Hi there.
BigARTM is really cool, glad to use this.
I'm facing problems while co-ooccurrence dictionary gathering. I try to follow note in BigARTM CLI Reference - so I've entered this is terminal:
bigartm -c jobs_corpus.txt -v jobs_cooc_vocab.txt --cooc-window 10 --cooc-min-tf 200 --write-cooc-tf cooc_tf_ --cooc-min-df 200 --write-cooc-df cooc_df_ --write-ppmi-tf ppmi_tf_ --write-ppmi-df ppmi_df_
where jobs_corpus.txt is my collection in VW format and jobs_cooc_vocab.txt is dictionary that I've saved through following snippet:
dictionary = artm.Dictionary(data_path='jobs-simple-corpus')# загрузка данных в словарь
dictionary.save_text(dictionary_path='jobs_cooc_vocab.txt')

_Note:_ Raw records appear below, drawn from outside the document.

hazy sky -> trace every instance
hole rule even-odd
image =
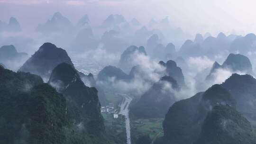
[[[98,24],[110,14],[144,24],[169,16],[172,23],[193,33],[233,29],[247,33],[256,32],[255,6],[255,0],[0,0],[0,19],[13,16],[22,27],[35,29],[57,11],[73,23],[88,14]]]

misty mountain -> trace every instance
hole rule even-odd
[[[152,35],[153,32],[146,27],[142,27],[136,30],[132,38],[132,43],[137,45],[146,45],[147,39]]]
[[[222,65],[215,62],[211,68],[210,74],[206,77],[207,81],[214,79],[214,73],[220,69],[229,70],[233,72],[240,72],[253,74],[252,64],[250,60],[246,56],[240,54],[230,54]]]
[[[172,43],[168,44],[164,51],[164,54],[165,55],[166,60],[170,60],[175,58],[177,56],[177,52],[176,51],[175,46],[174,44]]]
[[[73,27],[68,18],[63,16],[60,12],[56,12],[45,24],[39,24],[36,31],[46,34],[54,32],[63,33],[68,31]]]
[[[192,144],[199,138],[207,113],[219,105],[236,107],[231,95],[219,85],[174,103],[163,124],[164,144]]]
[[[160,44],[159,37],[157,34],[152,35],[146,42],[146,49],[150,54],[154,54],[155,48]]]
[[[94,79],[94,76],[92,74],[90,73],[88,75],[85,75],[82,72],[78,72],[80,76],[80,79],[83,82],[83,83],[89,87],[95,87],[98,90],[98,96],[99,100],[102,106],[105,106],[107,104],[107,99],[103,89],[96,84],[96,81]]]
[[[160,61],[159,64],[165,68],[165,72],[166,74],[175,80],[179,85],[182,87],[185,86],[185,80],[182,70],[177,66],[174,61],[169,60],[166,63]]]
[[[47,43],[41,46],[18,71],[37,74],[48,81],[53,69],[62,63],[73,67],[66,51]]]
[[[114,30],[106,31],[102,35],[101,42],[104,49],[112,53],[121,53],[129,46],[126,40],[123,38],[121,33]]]
[[[202,55],[203,52],[203,50],[200,44],[194,43],[190,40],[186,40],[179,51],[179,55],[186,58]]]
[[[90,23],[90,19],[87,15],[83,16],[77,22],[76,27],[78,28],[85,28],[89,27]]]
[[[211,34],[209,32],[207,32],[203,35],[203,39],[206,39],[209,36],[211,36]]]
[[[132,106],[131,113],[137,118],[164,117],[170,107],[177,100],[174,92],[180,89],[176,80],[165,76]]]
[[[0,32],[17,32],[21,31],[21,27],[16,18],[11,17],[8,24],[0,21]]]
[[[138,21],[138,20],[135,18],[132,18],[132,19],[130,22],[130,23],[133,26],[138,27],[140,26],[141,24]]]
[[[201,35],[197,34],[194,42],[187,40],[184,43],[179,50],[179,55],[185,59],[202,56],[214,59],[218,55],[228,53],[231,43],[237,36],[227,36],[220,33],[216,37],[208,36],[204,39]]]
[[[256,125],[256,80],[249,75],[233,74],[221,85],[237,101],[237,109],[252,124]]]
[[[202,35],[200,34],[197,34],[196,35],[195,39],[194,40],[194,42],[201,44],[203,42],[203,37]]]
[[[194,144],[256,144],[256,135],[250,122],[235,108],[214,107],[203,122]]]
[[[126,21],[126,20],[121,15],[110,15],[103,22],[102,27],[113,27]]]
[[[231,44],[230,53],[239,53],[242,54],[248,54],[255,51],[256,36],[254,34],[249,34],[245,36],[235,39]]]
[[[53,69],[48,83],[66,98],[72,120],[77,125],[82,123],[85,134],[100,135],[104,132],[98,91],[84,84],[73,65],[58,65]]]
[[[99,42],[95,38],[91,28],[81,29],[70,46],[69,50],[72,52],[81,53],[98,47]]]
[[[18,53],[13,45],[4,45],[0,47],[0,63],[7,68],[17,70],[28,57],[27,54]]]
[[[130,72],[133,66],[140,64],[135,63],[136,62],[134,60],[137,56],[140,54],[147,55],[146,52],[143,46],[139,47],[134,45],[129,46],[121,55],[118,64],[119,67],[125,72]]]
[[[5,68],[5,66],[3,63],[0,63],[0,66],[1,66],[2,68]]]
[[[103,81],[128,80],[129,79],[129,75],[125,73],[122,70],[111,65],[104,67],[98,75],[98,80]]]

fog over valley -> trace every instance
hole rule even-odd
[[[0,0],[0,144],[256,144],[252,0]]]

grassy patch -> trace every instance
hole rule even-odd
[[[140,135],[149,135],[150,138],[155,139],[163,136],[164,132],[162,123],[164,118],[137,119],[131,120],[132,141],[136,141]]]
[[[123,97],[119,94],[110,92],[106,92],[106,98],[107,103],[112,103],[115,106],[115,108],[118,109],[119,104],[123,101]]]
[[[119,115],[118,118],[114,118],[113,114],[102,114],[107,133],[111,134],[112,139],[118,140],[116,144],[126,144],[126,129],[125,117]],[[118,139],[116,138],[118,137]]]

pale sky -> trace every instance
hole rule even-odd
[[[111,14],[136,18],[144,24],[169,16],[170,21],[192,33],[209,31],[256,33],[255,0],[0,0],[0,20],[16,18],[25,28],[35,29],[60,12],[73,23],[88,14],[100,24]]]

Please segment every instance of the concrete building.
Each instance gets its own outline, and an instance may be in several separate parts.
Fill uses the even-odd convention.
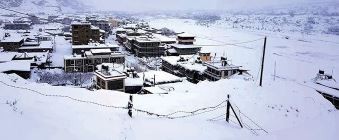
[[[96,88],[106,90],[118,90],[125,92],[126,74],[121,69],[122,65],[101,64],[95,71]]]
[[[133,50],[138,57],[159,57],[165,53],[165,46],[156,38],[136,37],[134,46]]]
[[[89,43],[88,45],[72,45],[72,53],[83,54],[91,49],[109,49],[112,52],[119,51],[119,46],[116,44],[100,44],[100,43]]]
[[[31,25],[28,23],[6,23],[5,30],[30,30]]]
[[[188,33],[178,34],[177,41],[178,44],[192,45],[195,42],[195,36]]]
[[[24,43],[24,39],[22,37],[4,37],[3,40],[0,40],[0,47],[3,48],[4,51],[17,51]]]
[[[218,62],[205,63],[207,70],[205,71],[205,77],[210,81],[218,81],[220,79],[226,79],[234,74],[247,73],[246,70],[241,70],[241,66],[235,66],[229,64],[225,57],[221,57]]]
[[[64,57],[65,72],[94,72],[95,67],[102,63],[123,64],[125,55],[110,49],[91,49],[81,55]]]
[[[89,22],[74,22],[72,23],[71,28],[73,45],[87,45],[90,42],[105,42],[102,38],[100,29],[91,25]]]

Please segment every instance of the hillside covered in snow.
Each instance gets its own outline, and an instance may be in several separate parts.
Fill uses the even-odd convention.
[[[293,82],[265,88],[243,80],[171,84],[175,90],[168,95],[133,95],[130,118],[124,109],[129,98],[125,93],[52,87],[16,75],[0,77],[3,139],[317,140],[334,138],[339,126],[333,105]],[[228,94],[244,128],[234,115],[232,123],[225,121]]]
[[[86,10],[89,7],[79,0],[2,0],[0,6],[33,14],[70,13]],[[8,13],[3,10],[1,12]]]

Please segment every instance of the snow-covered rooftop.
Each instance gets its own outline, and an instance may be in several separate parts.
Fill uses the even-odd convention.
[[[119,48],[117,44],[100,44],[100,43],[89,43],[88,45],[72,45],[72,49],[82,49],[82,48],[87,48],[87,49],[104,49],[104,48]]]
[[[7,71],[30,71],[31,62],[30,61],[9,61],[5,63],[0,63],[0,72]]]
[[[182,33],[182,34],[178,34],[178,37],[195,37],[195,35],[189,34],[189,33]]]
[[[164,83],[172,83],[172,82],[181,82],[184,78],[177,77],[170,73],[164,71],[147,71],[143,73],[138,73],[139,77],[145,77],[145,81],[151,84],[164,84]]]

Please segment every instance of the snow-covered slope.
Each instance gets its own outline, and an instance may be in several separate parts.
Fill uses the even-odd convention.
[[[69,13],[88,8],[79,0],[2,0],[0,6],[23,13],[45,14]]]
[[[134,112],[129,118],[128,96],[115,91],[88,91],[30,83],[0,74],[0,137],[2,139],[334,139],[338,111],[314,90],[292,82],[260,88],[252,82],[221,80],[164,85],[168,95],[134,95],[134,107],[158,114],[178,112],[167,119]],[[207,88],[207,87],[214,88]],[[288,87],[288,88],[287,88]],[[277,90],[279,89],[279,90]],[[225,122],[226,95],[246,128],[232,115]],[[201,114],[199,114],[201,113]],[[246,115],[245,115],[246,114]],[[248,117],[248,118],[247,118]],[[250,120],[250,119],[251,120]],[[252,121],[268,131],[260,129]],[[258,134],[258,135],[255,135]]]

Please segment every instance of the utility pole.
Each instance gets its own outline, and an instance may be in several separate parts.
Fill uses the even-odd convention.
[[[133,113],[132,113],[132,109],[133,109],[133,96],[130,95],[129,96],[129,101],[127,104],[127,108],[128,108],[128,116],[130,116],[131,118],[133,117]]]
[[[227,95],[227,107],[226,107],[226,121],[227,121],[228,123],[229,123],[229,121],[230,121],[230,109],[232,109],[232,112],[233,112],[235,118],[237,119],[237,121],[238,121],[240,127],[243,128],[242,123],[241,123],[241,121],[240,121],[238,115],[235,113],[235,111],[234,111],[234,109],[233,109],[233,107],[232,107],[232,105],[231,105],[231,103],[230,103],[230,95],[228,94],[228,95]],[[240,115],[240,114],[239,114],[239,115]]]
[[[276,75],[277,75],[277,61],[274,61],[274,77],[273,77],[274,81],[275,81]]]
[[[262,55],[262,62],[261,62],[261,74],[260,74],[260,83],[259,86],[262,87],[262,78],[263,78],[263,74],[264,74],[264,64],[265,64],[265,51],[266,51],[266,37],[264,40],[264,49],[263,49],[263,55]]]
[[[154,74],[154,77],[153,77],[153,86],[155,87],[155,74]]]

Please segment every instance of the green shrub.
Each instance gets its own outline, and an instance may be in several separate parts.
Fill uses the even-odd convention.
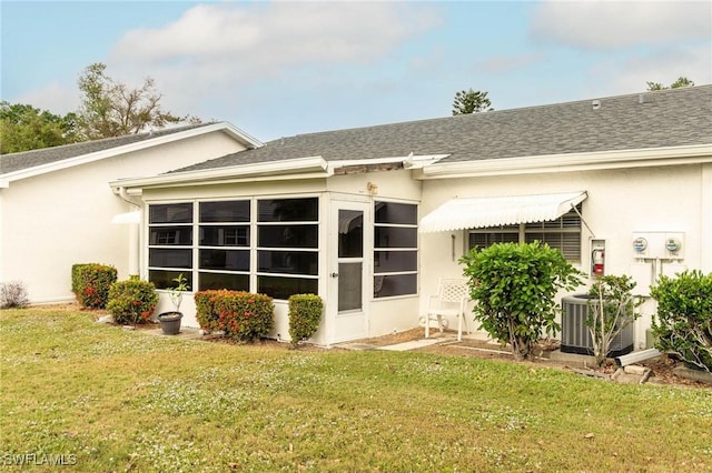
[[[712,372],[712,273],[694,270],[674,279],[660,276],[651,295],[657,301],[652,323],[655,348]]]
[[[83,308],[103,309],[109,301],[109,288],[117,280],[113,266],[99,263],[72,265],[71,286]]]
[[[24,309],[29,304],[30,299],[21,281],[0,283],[0,309]]]
[[[196,318],[204,330],[225,331],[238,342],[253,342],[273,329],[275,304],[267,295],[208,290],[197,292],[195,301]]]
[[[109,289],[107,310],[116,323],[146,323],[158,304],[158,294],[152,282],[128,280],[118,281]]]
[[[534,356],[543,333],[561,330],[556,292],[581,284],[581,273],[563,254],[537,241],[474,248],[459,262],[476,301],[475,320],[492,338],[510,343],[517,360]]]
[[[296,345],[314,335],[322,321],[324,302],[315,294],[294,294],[289,296],[289,336]]]

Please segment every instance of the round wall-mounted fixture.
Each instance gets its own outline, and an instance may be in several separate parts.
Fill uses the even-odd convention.
[[[676,238],[669,238],[665,241],[665,248],[668,249],[668,251],[672,253],[676,253],[681,246],[682,246],[682,243]]]
[[[645,240],[643,236],[639,236],[635,240],[633,240],[633,249],[639,253],[645,251],[646,248],[647,248],[647,240]]]

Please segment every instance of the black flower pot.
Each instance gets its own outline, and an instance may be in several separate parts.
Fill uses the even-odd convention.
[[[166,335],[177,335],[180,332],[180,319],[182,319],[180,312],[164,312],[158,315],[160,329]]]

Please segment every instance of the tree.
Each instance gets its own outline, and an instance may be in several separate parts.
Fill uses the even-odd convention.
[[[596,278],[589,291],[586,325],[593,342],[596,365],[603,366],[613,340],[641,314],[636,309],[643,301],[633,296],[635,281],[629,275]]]
[[[0,154],[75,143],[77,115],[60,117],[29,104],[0,102]]]
[[[82,92],[79,123],[88,140],[139,133],[148,127],[162,128],[185,120],[199,122],[165,112],[154,79],[146,78],[141,87],[132,89],[115,82],[106,68],[101,62],[90,64],[78,81]]]
[[[475,301],[475,320],[492,338],[510,343],[516,360],[534,358],[544,333],[560,331],[560,289],[574,290],[581,273],[558,250],[538,241],[474,248],[459,260]]]
[[[680,76],[678,78],[678,80],[675,80],[673,83],[670,84],[670,87],[665,87],[660,82],[652,82],[652,81],[647,81],[645,82],[647,84],[647,90],[649,91],[653,91],[653,90],[665,90],[665,89],[681,89],[683,87],[693,87],[694,82],[691,81],[690,79]]]
[[[492,102],[487,99],[487,92],[474,91],[472,89],[455,92],[453,101],[453,115],[464,115],[468,113],[494,110]]]

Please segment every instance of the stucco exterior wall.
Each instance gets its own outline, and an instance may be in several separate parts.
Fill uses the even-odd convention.
[[[680,263],[688,269],[704,269],[709,265],[709,256],[703,258],[703,254],[709,254],[705,253],[709,251],[706,246],[712,241],[709,173],[708,164],[691,164],[432,180],[423,183],[423,215],[455,197],[585,190],[589,198],[583,202],[582,214],[593,234],[582,225],[582,263],[576,265],[582,271],[590,272],[590,239],[595,236],[605,240],[606,274],[631,274],[631,264],[636,262],[632,246],[633,232],[636,231],[684,232],[685,258]],[[424,291],[433,292],[439,276],[462,274],[457,259],[464,254],[466,238],[466,231],[422,234]],[[455,258],[452,255],[453,241]],[[656,269],[660,271],[660,266]],[[642,283],[639,281],[639,285]],[[576,292],[584,291],[586,288]],[[423,298],[422,312],[426,303],[426,298]],[[635,349],[645,342],[645,330],[650,326],[653,311],[654,304],[650,302],[643,306],[643,318],[635,329]]]
[[[128,278],[129,225],[116,214],[137,208],[109,181],[151,175],[244,149],[224,133],[106,158],[10,182],[2,199],[0,278],[21,281],[33,303],[73,299],[71,265],[99,262]]]

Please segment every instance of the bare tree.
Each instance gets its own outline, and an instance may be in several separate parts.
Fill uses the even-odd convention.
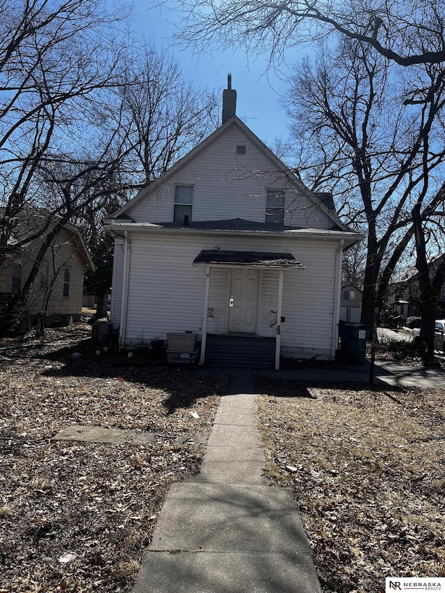
[[[297,69],[284,99],[302,147],[300,170],[314,188],[334,185],[343,197],[343,218],[366,227],[362,320],[369,325],[412,240],[414,204],[426,219],[442,199],[430,189],[445,158],[444,72],[435,65],[417,67],[407,91],[406,72],[343,38]]]
[[[445,61],[445,7],[439,0],[177,0],[179,38],[197,49],[243,46],[280,60],[289,49],[337,32],[403,66]]]
[[[154,181],[218,125],[219,101],[194,87],[166,51],[137,47],[116,88],[129,186]]]
[[[0,269],[17,213],[44,200],[42,169],[86,136],[98,90],[117,83],[108,27],[122,14],[100,0],[0,3]]]

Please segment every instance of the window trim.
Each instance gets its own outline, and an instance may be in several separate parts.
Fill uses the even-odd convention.
[[[68,279],[66,279],[67,274],[68,275]],[[62,280],[62,298],[70,298],[70,284],[71,281],[71,270],[69,268],[65,268],[63,270],[63,279]],[[65,293],[65,286],[67,286],[67,294]]]
[[[176,202],[176,188],[177,187],[189,187],[192,188],[192,203],[191,204],[181,204],[177,203]],[[182,220],[175,220],[175,207],[176,206],[189,206],[191,209],[190,216],[188,218],[188,222],[191,222],[192,220],[192,217],[193,216],[193,203],[195,202],[195,186],[193,184],[175,184],[175,189],[173,190],[173,209],[172,211],[172,222],[182,222],[184,221],[184,218]]]
[[[17,275],[14,274],[14,268],[15,268],[16,270],[18,268],[20,270],[20,275],[19,276],[17,276]],[[13,263],[13,269],[11,270],[11,294],[17,295],[22,290],[22,279],[23,277],[22,268],[23,268],[23,266],[22,265],[22,263]],[[16,284],[17,284],[17,278],[19,279],[19,280],[20,282],[20,285],[18,288],[17,286],[14,286],[14,280],[15,279]]]
[[[277,206],[268,206],[267,200],[268,200],[268,197],[269,197],[269,195],[271,195],[272,194],[277,194],[279,193],[281,193],[284,195],[284,206],[282,208]],[[275,211],[281,210],[281,211],[282,211],[282,212],[283,212],[283,222],[270,222],[270,220],[268,220],[268,216],[267,216],[268,215],[268,210],[275,210]],[[266,190],[266,208],[264,209],[264,222],[270,222],[270,224],[276,225],[277,227],[281,227],[281,226],[284,227],[284,226],[285,216],[286,216],[286,190],[284,190],[284,189],[274,189],[273,188],[268,188]]]

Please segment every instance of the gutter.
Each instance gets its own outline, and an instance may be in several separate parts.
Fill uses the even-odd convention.
[[[113,234],[118,234],[117,231],[120,230],[124,232],[131,231],[134,232],[151,232],[151,233],[169,233],[172,235],[181,235],[184,234],[190,235],[209,235],[209,234],[219,234],[227,236],[240,236],[257,237],[261,236],[271,236],[281,237],[284,238],[296,238],[305,237],[319,237],[325,239],[353,239],[355,243],[362,241],[364,237],[359,233],[346,231],[308,231],[306,229],[298,229],[296,231],[242,231],[242,230],[228,230],[223,229],[191,229],[191,228],[165,228],[163,227],[150,226],[136,226],[137,223],[129,222],[124,225],[108,224],[104,222],[104,227],[106,231],[111,232]],[[120,235],[121,238],[122,235]]]

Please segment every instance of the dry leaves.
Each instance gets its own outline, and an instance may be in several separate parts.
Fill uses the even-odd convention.
[[[445,576],[445,390],[259,392],[267,473],[294,489],[325,592]]]
[[[46,339],[90,332],[47,330]],[[188,369],[129,366],[126,356],[98,360],[88,341],[26,343],[33,347],[0,350],[0,590],[129,592],[168,485],[199,469],[203,448],[175,437],[210,430],[225,383]],[[73,364],[75,349],[82,358]],[[73,423],[166,438],[51,440]]]

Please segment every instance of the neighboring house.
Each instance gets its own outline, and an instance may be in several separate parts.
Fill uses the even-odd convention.
[[[429,264],[432,277],[438,265],[445,254],[439,255]],[[388,309],[389,314],[400,320],[405,321],[407,317],[419,316],[421,314],[421,297],[419,286],[419,272],[415,265],[410,266],[393,274],[388,290]],[[445,316],[445,284],[439,298],[437,316]]]
[[[342,252],[362,237],[236,117],[235,97],[225,90],[222,124],[104,221],[113,325],[122,347],[193,330],[201,364],[255,348],[277,368],[280,355],[332,359]]]
[[[341,286],[340,320],[358,323],[362,315],[363,292],[353,284]]]
[[[58,216],[49,219],[42,209],[27,209],[16,217],[8,241],[10,254],[0,269],[0,293],[21,291],[46,234],[58,220]],[[33,239],[40,229],[41,236]],[[17,245],[15,250],[14,245]],[[75,225],[65,222],[47,249],[26,303],[27,312],[80,316],[87,268],[94,269],[94,263],[83,238]]]

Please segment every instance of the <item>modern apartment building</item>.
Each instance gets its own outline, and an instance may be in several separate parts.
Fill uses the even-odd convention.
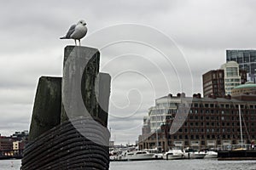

I guess that jobs_cooc_vocab.txt is not the file that I really should pass as -v argument value and this is my fault reason. Anyway after running command in Terminal I see this output:
items per batch = 2365
Parsing text collection... OK.
32 batches created with total of 15739 items, and 36993 words in the dictionary; NNZ = 665556, average token weight is 1.22822
And nothing is changed then - no new files, no changes in existing files.
FIY I'm using BigARTM 0.9.0 on Ubuntu.
Hope anybody will help me.
Regards, Nikolay